Max Maglione, chitarra e voce

Francesco Calogiuri, batteria

Luigi Mas, tastiere

Stefano Scoarughi, basso

Stefano Zaccagnini, chitarra

DOMENICA 11 OTTOBRE – ORE 12:00

BRUNCH STORIA E MUSICA CON LINO PATRUNO

Il Village Celimontana celebra 100 anni dal 1920, “Gli anni ruggenti”, con un percorso musicale di storia e musica che ci accompagnerà dal Dixieland allo Swing, dalla Bossanova al Jazz. Musica, storie, aneddoti nella meravigliosa cornice di Villa Celimontana ci condurranno, per la prima volta nella storia del Festival, all’ora di pranzo. Si comincerà con il concerto alle 12.30, una pausa Brunch alle 13.15, e poi la seconda parte.

Al centro grandi artisti, personaggi e le epoche della storia del jazz, un appuntamento a metà tra concerto e narrazione per rivivere la storia e per ascoltare la musica. Ad alternarsi sul palcoscenico due grandi oratori e musicisti Lino Patruno e Stefano Reali, accompagnati dalle proprie band, ci appassioneranno con racconti e musica come solo loro sanno fare.

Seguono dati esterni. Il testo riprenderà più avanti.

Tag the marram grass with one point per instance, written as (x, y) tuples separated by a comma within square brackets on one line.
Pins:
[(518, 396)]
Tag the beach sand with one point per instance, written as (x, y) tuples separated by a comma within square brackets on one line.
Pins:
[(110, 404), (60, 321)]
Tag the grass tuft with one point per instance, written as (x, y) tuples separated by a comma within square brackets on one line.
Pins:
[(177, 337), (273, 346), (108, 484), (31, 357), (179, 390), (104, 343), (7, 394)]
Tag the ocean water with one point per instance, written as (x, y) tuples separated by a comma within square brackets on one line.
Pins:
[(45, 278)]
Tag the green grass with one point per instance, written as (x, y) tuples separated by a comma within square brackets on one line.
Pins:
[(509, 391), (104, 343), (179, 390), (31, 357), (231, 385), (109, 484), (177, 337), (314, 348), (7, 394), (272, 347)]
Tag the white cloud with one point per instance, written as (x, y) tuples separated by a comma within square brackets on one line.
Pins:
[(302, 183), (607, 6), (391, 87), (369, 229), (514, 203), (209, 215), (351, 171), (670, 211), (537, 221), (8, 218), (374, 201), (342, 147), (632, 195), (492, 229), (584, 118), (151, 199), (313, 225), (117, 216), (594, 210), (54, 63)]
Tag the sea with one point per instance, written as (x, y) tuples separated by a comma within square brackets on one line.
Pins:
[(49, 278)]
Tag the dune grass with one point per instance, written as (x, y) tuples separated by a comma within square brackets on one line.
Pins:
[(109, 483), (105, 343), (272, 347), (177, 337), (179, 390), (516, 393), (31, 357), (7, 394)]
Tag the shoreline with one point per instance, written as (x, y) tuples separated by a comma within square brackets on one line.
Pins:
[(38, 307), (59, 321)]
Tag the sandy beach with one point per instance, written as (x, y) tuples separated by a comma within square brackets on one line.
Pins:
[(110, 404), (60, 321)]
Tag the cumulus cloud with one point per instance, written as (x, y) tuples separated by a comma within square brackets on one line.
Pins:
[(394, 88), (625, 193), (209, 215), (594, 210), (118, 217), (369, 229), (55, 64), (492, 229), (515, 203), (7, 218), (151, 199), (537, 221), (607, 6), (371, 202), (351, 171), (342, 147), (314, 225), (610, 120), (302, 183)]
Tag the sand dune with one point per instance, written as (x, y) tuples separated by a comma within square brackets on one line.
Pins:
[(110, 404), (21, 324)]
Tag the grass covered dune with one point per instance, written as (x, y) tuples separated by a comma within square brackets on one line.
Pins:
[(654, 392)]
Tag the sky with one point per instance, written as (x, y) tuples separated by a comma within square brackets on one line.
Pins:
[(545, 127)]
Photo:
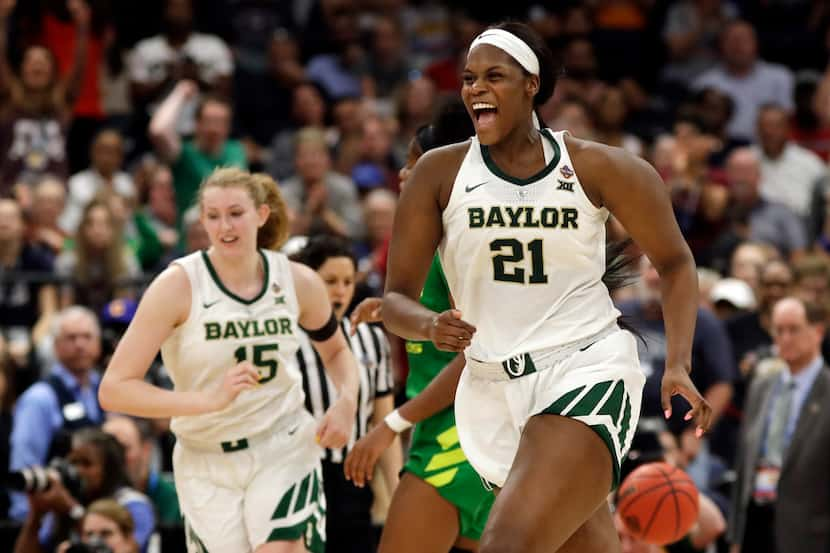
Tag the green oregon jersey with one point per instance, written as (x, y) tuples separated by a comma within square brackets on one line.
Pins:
[(425, 360)]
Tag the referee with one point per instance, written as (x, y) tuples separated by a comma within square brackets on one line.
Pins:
[(348, 518)]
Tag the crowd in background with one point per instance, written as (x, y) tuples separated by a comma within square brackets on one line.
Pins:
[(112, 113)]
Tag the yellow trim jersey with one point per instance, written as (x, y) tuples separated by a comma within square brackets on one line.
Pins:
[(224, 329), (524, 258)]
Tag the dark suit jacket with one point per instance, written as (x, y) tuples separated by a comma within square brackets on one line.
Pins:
[(802, 512)]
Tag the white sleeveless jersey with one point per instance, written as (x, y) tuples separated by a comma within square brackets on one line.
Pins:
[(524, 258), (222, 330)]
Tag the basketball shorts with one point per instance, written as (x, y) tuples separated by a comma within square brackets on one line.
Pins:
[(436, 457), (597, 381), (237, 495)]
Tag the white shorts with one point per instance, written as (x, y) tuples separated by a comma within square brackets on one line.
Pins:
[(235, 496), (600, 385)]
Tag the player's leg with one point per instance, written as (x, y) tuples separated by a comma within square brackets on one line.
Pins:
[(419, 520), (560, 478)]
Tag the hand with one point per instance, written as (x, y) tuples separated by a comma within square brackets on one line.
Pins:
[(56, 499), (367, 311), (80, 12), (336, 427), (360, 463), (242, 376), (449, 332), (6, 8), (676, 381)]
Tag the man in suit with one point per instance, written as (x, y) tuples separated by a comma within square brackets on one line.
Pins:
[(781, 500)]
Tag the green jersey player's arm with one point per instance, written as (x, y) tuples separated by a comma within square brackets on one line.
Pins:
[(337, 357), (164, 306)]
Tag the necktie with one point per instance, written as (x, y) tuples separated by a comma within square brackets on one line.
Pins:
[(776, 435)]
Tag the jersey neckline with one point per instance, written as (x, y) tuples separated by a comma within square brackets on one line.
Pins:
[(215, 276), (491, 164)]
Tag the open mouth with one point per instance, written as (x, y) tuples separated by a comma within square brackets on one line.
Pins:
[(485, 113)]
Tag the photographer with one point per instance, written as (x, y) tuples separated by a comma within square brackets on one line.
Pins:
[(99, 473), (107, 527)]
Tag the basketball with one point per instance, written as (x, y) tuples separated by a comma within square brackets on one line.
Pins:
[(658, 503)]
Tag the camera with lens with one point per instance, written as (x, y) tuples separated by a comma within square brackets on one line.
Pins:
[(39, 479)]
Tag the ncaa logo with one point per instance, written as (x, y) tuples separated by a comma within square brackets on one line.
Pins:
[(515, 366)]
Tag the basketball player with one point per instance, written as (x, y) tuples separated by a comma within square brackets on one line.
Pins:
[(550, 395), (439, 502), (226, 319)]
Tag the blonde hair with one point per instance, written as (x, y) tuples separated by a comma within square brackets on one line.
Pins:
[(263, 190)]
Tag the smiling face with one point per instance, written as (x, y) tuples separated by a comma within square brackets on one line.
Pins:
[(231, 219), (498, 94)]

Questo appuntamento sarà in compagnia di Lino Patruno che parlerà del jazz degli anni ’30 e ’40 e dello swing della musica bianca e nera.

Line-up

Raffaele Gaizo, clarinetto, sax

Silvia Manco, pianoforte, voce

Lino Patruno, chitarra, voce

Light Palone, contrabbasso

DOMENICA 11 OTTOBRE

NAZIONALE ITALIANA JAZZISTI ONLUS 

Il jazz è un gioco di squadra…e il calcio pure. Nel jazz si improvvisa, nel calcio un po’ meno. Quando gira un fuoriclasse l’improvvisazione è però all’ordine del giorno, e diventa anzi elemento essenziale dello spettacolo. In un’orchestra, per esempio, c’è qualcuno che dirige, qualcun altro che è in prima linea, qualcuno che serve solo per accompagnare, e i gregari che consentono al gruppo di restare in piedi. E poi c’è il bomber, il solista. Se il jazz non è di squadra, non piace a nessuno.

Un giorno di sette anni fa due operatori del settore si incontrano e si rivelano il loro sogno comune: una nazionale del jazz italiano: “Togliamoci gli strumenti e mettiamoci gli scarpini”. Detto fatto, il sogno pian piano diventa realtà. Da quel momento tante partite sono state giocate ma la vittoria più grande è stata quella di aver raccolto una cifra pari a circa 75 mila Euro devoluti interamente ad associazioni sparse in tutto il territorio italiano. Proprio per poter devolvere direttamente gli incassi la Nazionale si è costituita Onlus.